Promote through packaging
The right packaging is important to differentiate oil and vinegar products on the shelf, Kosova points out.
"The higher the quality, the more expensive the packaging. But there has to be a balance between price, cost and quality of the products," he says.
Finelli says its especially important to demonstrate to consumers that store brands are not low-quality, low-price products.
"As the quality of vinegar on the shelf is improving, the packaging is now following in the same direction," she says. "Round and square bottles are very mainstream, and for store brands to differentiate, they need to provide consumers with something that has a more elegant and upscale appeal such as cruets and artisanal-style bottles."

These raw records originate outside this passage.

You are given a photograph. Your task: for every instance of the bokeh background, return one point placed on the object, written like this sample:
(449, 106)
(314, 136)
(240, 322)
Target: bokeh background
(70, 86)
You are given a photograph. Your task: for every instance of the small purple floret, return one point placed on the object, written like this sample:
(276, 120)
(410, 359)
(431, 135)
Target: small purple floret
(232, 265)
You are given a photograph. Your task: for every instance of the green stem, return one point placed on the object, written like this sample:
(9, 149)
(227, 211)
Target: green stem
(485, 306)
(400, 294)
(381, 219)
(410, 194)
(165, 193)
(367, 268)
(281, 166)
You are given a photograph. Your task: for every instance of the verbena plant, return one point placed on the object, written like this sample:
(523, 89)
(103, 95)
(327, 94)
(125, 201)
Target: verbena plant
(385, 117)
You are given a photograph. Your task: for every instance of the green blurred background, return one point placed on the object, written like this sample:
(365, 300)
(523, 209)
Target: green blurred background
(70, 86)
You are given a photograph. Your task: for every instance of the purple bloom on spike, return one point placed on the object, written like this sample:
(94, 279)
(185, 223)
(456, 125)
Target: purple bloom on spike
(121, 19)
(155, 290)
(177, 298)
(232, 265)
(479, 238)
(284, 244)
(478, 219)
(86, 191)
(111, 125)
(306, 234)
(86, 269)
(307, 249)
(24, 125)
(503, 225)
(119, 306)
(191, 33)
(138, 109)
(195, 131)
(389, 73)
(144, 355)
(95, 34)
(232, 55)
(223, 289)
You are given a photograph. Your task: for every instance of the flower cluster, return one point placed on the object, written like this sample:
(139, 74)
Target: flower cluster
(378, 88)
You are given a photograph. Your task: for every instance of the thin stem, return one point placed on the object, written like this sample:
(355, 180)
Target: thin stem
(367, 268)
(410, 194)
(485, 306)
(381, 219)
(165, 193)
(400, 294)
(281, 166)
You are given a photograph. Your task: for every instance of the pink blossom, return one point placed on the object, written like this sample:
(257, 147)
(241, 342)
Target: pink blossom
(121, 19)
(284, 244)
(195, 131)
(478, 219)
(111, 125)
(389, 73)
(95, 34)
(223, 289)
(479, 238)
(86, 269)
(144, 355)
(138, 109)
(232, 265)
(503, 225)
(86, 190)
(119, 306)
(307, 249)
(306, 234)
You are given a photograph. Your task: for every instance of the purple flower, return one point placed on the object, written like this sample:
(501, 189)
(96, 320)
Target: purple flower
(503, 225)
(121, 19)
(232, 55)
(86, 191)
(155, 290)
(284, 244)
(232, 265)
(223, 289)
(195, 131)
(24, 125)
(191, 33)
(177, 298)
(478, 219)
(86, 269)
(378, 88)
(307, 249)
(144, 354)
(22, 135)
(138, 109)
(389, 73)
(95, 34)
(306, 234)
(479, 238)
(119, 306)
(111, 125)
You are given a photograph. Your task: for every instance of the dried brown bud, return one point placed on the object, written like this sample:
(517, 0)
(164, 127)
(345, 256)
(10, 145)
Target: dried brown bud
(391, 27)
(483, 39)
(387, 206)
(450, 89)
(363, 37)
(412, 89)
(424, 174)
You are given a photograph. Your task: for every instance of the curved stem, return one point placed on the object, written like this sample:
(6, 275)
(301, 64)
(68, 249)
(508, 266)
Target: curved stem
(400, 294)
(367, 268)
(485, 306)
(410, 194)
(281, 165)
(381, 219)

And make the package visually interesting to the consumer, Kohlmeyer advises.
"Play with size and different packaging shapes," he says. "The 32-ounce and 64-ounce jars of oils are selling very well."
Retailers also could benefit from using the "Leaf System" for balsamic vinegar quality grading, Finelli says. The system is based on independent laboratory and sensory analysis studies to provide a clear and truthful grading of the product based on the age and percentage of ingredients and also on how the product tastes. The ratings help consumers understand the quality level they are buying and minimize confusion over price versus quality, she adds.
The value of knowledge
In addition to healthful offerings and great-looking packaging, consumers desire more diversity in this category, Kosova asserts. As such, store brand managers should increase their knowledge of whats available and be bold enough to change their shelves to find the best products to fit their stores.
Finelli agrees, cautioning retailers not to confuse consumers with too many choices of whats essentially the same product.
"Offering similar qualities and packaging is one of the main reasons for confusion among consumers," she says. "Very often, within the same shelf set, there are multiple offerings, but in reality, they are all just the same qualities and similar prices. So not offering differentiation within the set would be a mistake."
In addition, retailers should explain that different qualities have different usages, Finelli advises. They could share their knowledge here with consumers through the use of neck tags and shelf talkers, as well as demonstrations throughout the store, Finelli advises. And they could provide recipes, suggested usages and ingredient lists via QR codes, iPhone and Facebook applications.
To get the products noticed, she also recommends cross-merchandising balsamic vinegars and balsamic glazes with upscale cheeses, in the produce department for use in salads and, for glazes, in seasonal sets for spring and summer barbecues.